Step 1: Express \( z_r \) in Exponential Form Given:\[z_r = \cos \frac{r\alpha}{n^2} + i \sin \frac{r\alpha}{n^2}\]By Euler's formula, this is equivalent to:\[z_r = e^{i \frac{r\alpha}{n^2}}\]
Step 2: Calculate the Product \( z_1 z_2 z_3 \cdots z_n \) The product is:\[z_1 z_2 z_3 \cdots z_n = e^{i \frac{\alpha}{n^2}} \cdot e^{i \frac{2\alpha}{n^2}} \cdot e^{i \frac{3\alpha}{n^2}} \cdots e^{i \frac{n\alpha}{n^2}}\]This simplifies to:\[= e^{i \left( \frac{\alpha}{n^2} (1 + 2 + 3 + \dots + n) \right)}\]
Step 3: Evaluate the Summation Using the sum of the first \( n \) natural numbers formula:\[1 + 2 + 3 + \dots + n = \frac{n(n+1)}{2}\]The exponent becomes:\[\frac{\alpha}{n^2} \times \frac{n(n+1)}{2} = \frac{\alpha(n+1)}{2n}\]

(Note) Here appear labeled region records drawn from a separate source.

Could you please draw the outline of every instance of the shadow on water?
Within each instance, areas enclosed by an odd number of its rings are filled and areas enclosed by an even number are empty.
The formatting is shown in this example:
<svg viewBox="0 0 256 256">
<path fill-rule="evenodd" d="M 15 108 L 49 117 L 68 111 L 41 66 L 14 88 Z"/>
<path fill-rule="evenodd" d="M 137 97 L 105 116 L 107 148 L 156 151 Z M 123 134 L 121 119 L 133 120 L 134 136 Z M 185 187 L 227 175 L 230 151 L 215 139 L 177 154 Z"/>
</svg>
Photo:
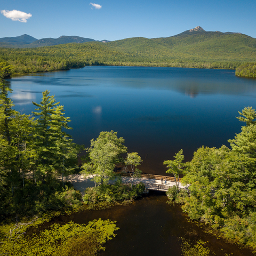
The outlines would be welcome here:
<svg viewBox="0 0 256 256">
<path fill-rule="evenodd" d="M 61 216 L 44 224 L 40 229 L 47 228 L 53 223 L 65 224 L 70 220 L 80 224 L 100 218 L 115 220 L 120 229 L 116 231 L 116 237 L 107 243 L 106 251 L 100 253 L 101 256 L 180 256 L 182 255 L 180 237 L 206 242 L 211 251 L 217 255 L 254 255 L 247 249 L 226 243 L 204 233 L 204 228 L 190 221 L 179 206 L 170 205 L 167 200 L 164 193 L 150 191 L 130 205 Z"/>
</svg>

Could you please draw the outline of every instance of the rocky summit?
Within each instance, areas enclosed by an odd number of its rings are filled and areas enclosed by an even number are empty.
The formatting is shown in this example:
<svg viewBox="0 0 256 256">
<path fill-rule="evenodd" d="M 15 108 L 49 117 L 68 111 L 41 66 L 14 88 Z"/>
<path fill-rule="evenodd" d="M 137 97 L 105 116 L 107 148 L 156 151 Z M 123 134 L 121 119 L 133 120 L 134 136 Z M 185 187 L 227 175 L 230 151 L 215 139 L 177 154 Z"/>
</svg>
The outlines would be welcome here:
<svg viewBox="0 0 256 256">
<path fill-rule="evenodd" d="M 195 32 L 196 31 L 205 31 L 204 29 L 203 29 L 202 28 L 201 28 L 200 26 L 198 26 L 197 27 L 196 27 L 195 28 L 192 28 L 189 30 L 189 32 Z"/>
</svg>

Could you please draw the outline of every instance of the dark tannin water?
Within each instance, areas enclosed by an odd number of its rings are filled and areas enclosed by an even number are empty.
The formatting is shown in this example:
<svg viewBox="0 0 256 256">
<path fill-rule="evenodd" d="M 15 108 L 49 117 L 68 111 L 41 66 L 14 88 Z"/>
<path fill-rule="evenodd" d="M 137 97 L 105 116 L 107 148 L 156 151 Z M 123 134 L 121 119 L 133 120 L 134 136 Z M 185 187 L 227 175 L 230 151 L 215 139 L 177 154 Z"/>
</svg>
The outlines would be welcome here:
<svg viewBox="0 0 256 256">
<path fill-rule="evenodd" d="M 53 222 L 64 224 L 72 220 L 82 224 L 100 218 L 116 220 L 120 229 L 116 231 L 116 237 L 107 243 L 106 251 L 100 253 L 101 256 L 180 256 L 182 255 L 180 237 L 191 242 L 201 239 L 218 256 L 254 255 L 248 250 L 226 243 L 204 233 L 205 229 L 190 221 L 180 207 L 167 204 L 167 198 L 164 195 L 151 191 L 131 205 L 62 216 L 42 228 Z"/>
<path fill-rule="evenodd" d="M 238 111 L 256 108 L 256 79 L 234 70 L 86 67 L 9 82 L 16 110 L 30 114 L 49 90 L 70 117 L 75 142 L 87 147 L 101 131 L 117 131 L 144 172 L 162 175 L 181 148 L 189 161 L 203 145 L 228 146 L 243 124 Z"/>
</svg>

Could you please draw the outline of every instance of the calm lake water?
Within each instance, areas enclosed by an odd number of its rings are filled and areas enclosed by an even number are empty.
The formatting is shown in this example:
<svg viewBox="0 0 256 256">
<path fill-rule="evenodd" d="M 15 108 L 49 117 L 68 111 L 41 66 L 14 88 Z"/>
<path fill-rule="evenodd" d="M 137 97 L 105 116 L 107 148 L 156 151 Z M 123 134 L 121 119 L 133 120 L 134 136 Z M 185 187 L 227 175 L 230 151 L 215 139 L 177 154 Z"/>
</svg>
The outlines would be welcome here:
<svg viewBox="0 0 256 256">
<path fill-rule="evenodd" d="M 117 131 L 144 172 L 162 175 L 163 161 L 181 148 L 190 161 L 202 145 L 228 146 L 243 124 L 238 111 L 256 108 L 256 79 L 229 70 L 86 67 L 9 81 L 16 110 L 31 113 L 50 90 L 71 118 L 75 142 L 87 147 L 101 131 Z"/>
<path fill-rule="evenodd" d="M 228 146 L 227 140 L 240 132 L 243 124 L 235 118 L 238 111 L 256 108 L 256 79 L 236 77 L 233 70 L 86 67 L 9 82 L 16 110 L 31 113 L 31 101 L 39 103 L 42 92 L 49 90 L 71 118 L 74 130 L 68 132 L 75 142 L 87 147 L 101 131 L 118 131 L 129 151 L 142 157 L 143 172 L 163 175 L 163 162 L 181 148 L 189 161 L 202 145 Z M 121 228 L 102 256 L 180 255 L 180 237 L 208 241 L 218 255 L 252 255 L 203 233 L 180 207 L 166 201 L 164 194 L 151 193 L 128 206 L 83 212 L 53 221 L 116 220 Z"/>
</svg>

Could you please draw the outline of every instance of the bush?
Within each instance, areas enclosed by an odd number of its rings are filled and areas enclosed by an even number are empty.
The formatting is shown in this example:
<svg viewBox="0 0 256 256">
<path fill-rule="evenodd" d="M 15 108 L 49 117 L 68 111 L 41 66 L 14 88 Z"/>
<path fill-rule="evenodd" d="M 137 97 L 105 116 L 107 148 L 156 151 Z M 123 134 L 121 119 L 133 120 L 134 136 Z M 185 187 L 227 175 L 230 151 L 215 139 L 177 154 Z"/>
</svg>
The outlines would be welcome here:
<svg viewBox="0 0 256 256">
<path fill-rule="evenodd" d="M 88 188 L 83 200 L 86 204 L 96 204 L 102 202 L 112 203 L 132 200 L 140 196 L 145 189 L 142 182 L 133 185 L 117 182 L 114 185 L 102 184 L 98 187 Z"/>
</svg>

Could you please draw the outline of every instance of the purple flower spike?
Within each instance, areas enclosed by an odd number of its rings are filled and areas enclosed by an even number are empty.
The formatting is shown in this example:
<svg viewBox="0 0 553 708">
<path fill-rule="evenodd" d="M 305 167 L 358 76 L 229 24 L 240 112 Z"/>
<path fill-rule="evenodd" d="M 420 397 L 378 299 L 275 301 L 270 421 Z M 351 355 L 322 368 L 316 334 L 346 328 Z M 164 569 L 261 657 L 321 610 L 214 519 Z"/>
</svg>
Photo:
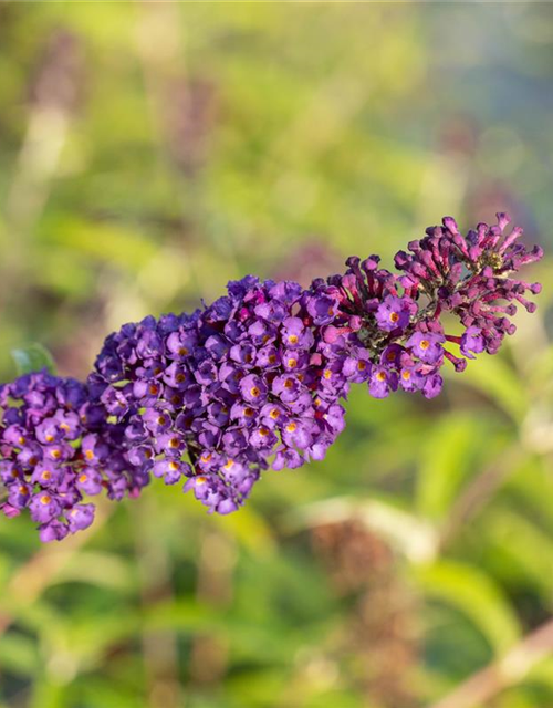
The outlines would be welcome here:
<svg viewBox="0 0 553 708">
<path fill-rule="evenodd" d="M 494 354 L 517 309 L 535 310 L 541 287 L 517 271 L 542 250 L 497 216 L 466 236 L 445 217 L 396 253 L 399 274 L 371 256 L 306 289 L 247 275 L 191 314 L 125 324 L 86 384 L 40 372 L 0 386 L 0 509 L 61 540 L 91 525 L 90 497 L 135 498 L 160 478 L 231 513 L 270 465 L 324 458 L 352 385 L 437 396 L 444 365 Z"/>
</svg>

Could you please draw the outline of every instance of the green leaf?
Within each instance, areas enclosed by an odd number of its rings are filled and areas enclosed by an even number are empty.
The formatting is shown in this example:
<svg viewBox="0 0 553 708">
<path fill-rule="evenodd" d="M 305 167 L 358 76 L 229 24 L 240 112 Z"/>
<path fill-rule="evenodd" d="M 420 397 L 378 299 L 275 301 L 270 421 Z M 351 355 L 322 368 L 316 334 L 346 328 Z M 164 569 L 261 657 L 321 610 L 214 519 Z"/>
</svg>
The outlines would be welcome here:
<svg viewBox="0 0 553 708">
<path fill-rule="evenodd" d="M 18 376 L 30 374 L 31 372 L 40 372 L 43 368 L 46 368 L 51 374 L 55 373 L 52 354 L 38 342 L 33 342 L 21 350 L 12 350 L 11 355 L 15 362 Z"/>
<path fill-rule="evenodd" d="M 457 561 L 415 569 L 425 592 L 462 612 L 488 641 L 495 655 L 509 649 L 521 629 L 501 587 L 487 573 Z"/>
</svg>

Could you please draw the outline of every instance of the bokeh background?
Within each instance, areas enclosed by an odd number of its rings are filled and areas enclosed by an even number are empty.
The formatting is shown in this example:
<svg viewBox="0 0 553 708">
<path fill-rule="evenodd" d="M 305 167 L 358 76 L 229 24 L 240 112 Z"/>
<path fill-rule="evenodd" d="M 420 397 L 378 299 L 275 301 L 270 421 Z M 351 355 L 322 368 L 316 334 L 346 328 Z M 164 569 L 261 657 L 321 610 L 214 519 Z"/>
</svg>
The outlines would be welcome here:
<svg viewBox="0 0 553 708">
<path fill-rule="evenodd" d="M 549 2 L 2 2 L 0 48 L 3 381 L 444 215 L 553 247 Z M 500 355 L 358 387 L 240 513 L 157 485 L 60 544 L 0 521 L 2 708 L 553 706 L 550 268 Z"/>
</svg>

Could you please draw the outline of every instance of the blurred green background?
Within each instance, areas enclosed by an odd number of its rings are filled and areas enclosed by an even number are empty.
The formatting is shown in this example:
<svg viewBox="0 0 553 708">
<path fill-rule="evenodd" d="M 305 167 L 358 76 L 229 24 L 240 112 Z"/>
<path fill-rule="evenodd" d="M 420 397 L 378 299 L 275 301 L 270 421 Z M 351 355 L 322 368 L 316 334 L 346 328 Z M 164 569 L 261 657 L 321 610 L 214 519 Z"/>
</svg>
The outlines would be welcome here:
<svg viewBox="0 0 553 708">
<path fill-rule="evenodd" d="M 1 2 L 0 48 L 4 381 L 444 215 L 553 246 L 549 2 Z M 0 521 L 0 706 L 553 706 L 549 268 L 500 356 L 358 387 L 238 514 L 157 485 L 60 544 Z"/>
</svg>

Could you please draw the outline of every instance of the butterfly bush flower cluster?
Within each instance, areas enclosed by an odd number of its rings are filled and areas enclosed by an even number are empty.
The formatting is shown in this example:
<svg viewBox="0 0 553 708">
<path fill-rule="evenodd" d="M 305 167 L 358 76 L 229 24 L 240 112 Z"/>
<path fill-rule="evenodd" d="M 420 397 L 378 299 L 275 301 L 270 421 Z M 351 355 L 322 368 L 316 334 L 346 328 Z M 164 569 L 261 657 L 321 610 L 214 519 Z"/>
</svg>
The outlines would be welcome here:
<svg viewBox="0 0 553 708">
<path fill-rule="evenodd" d="M 39 373 L 4 385 L 4 513 L 29 508 L 42 540 L 61 539 L 92 522 L 87 497 L 134 497 L 152 477 L 229 513 L 269 467 L 324 457 L 352 384 L 435 397 L 446 362 L 461 372 L 494 354 L 517 306 L 535 309 L 525 294 L 540 285 L 513 274 L 542 251 L 508 223 L 499 214 L 462 236 L 447 217 L 396 254 L 398 273 L 372 256 L 307 289 L 247 275 L 192 314 L 111 334 L 85 384 Z"/>
<path fill-rule="evenodd" d="M 13 517 L 28 508 L 42 541 L 86 529 L 94 519 L 86 498 L 103 490 L 111 499 L 136 496 L 147 483 L 118 452 L 124 430 L 106 426 L 84 384 L 28 374 L 1 387 L 0 406 L 2 511 Z"/>
</svg>

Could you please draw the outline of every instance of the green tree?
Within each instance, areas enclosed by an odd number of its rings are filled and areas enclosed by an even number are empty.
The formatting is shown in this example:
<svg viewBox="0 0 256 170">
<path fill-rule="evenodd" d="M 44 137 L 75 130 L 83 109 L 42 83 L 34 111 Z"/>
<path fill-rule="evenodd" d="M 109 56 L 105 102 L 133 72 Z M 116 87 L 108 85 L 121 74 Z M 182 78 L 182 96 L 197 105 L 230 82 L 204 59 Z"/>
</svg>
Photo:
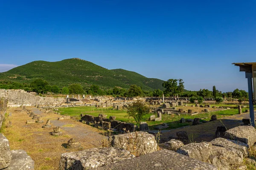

Step 4: Compute the Limit as \( n \to \infty \) The limit of the exponent is:\[\lim_{n \to \infty} \frac{\alpha(n+1)}{2n} = \frac{\alpha}{2}\]Therefore, the limit of the product is:\[\lim_{n \to \infty} z_1 z_2 z_3 \cdots z_n = e^{i \frac{\alpha}{2}}\]
Step 5: Confirm the Correct Option Our result:\[\lim_{n \to \infty} z_1 z_2 z_3 \cdots z_n = e^{\frac{i \alpha}{2}}\]Corresponds to option (C) \( e^{\frac{i \alpha}{2}} \).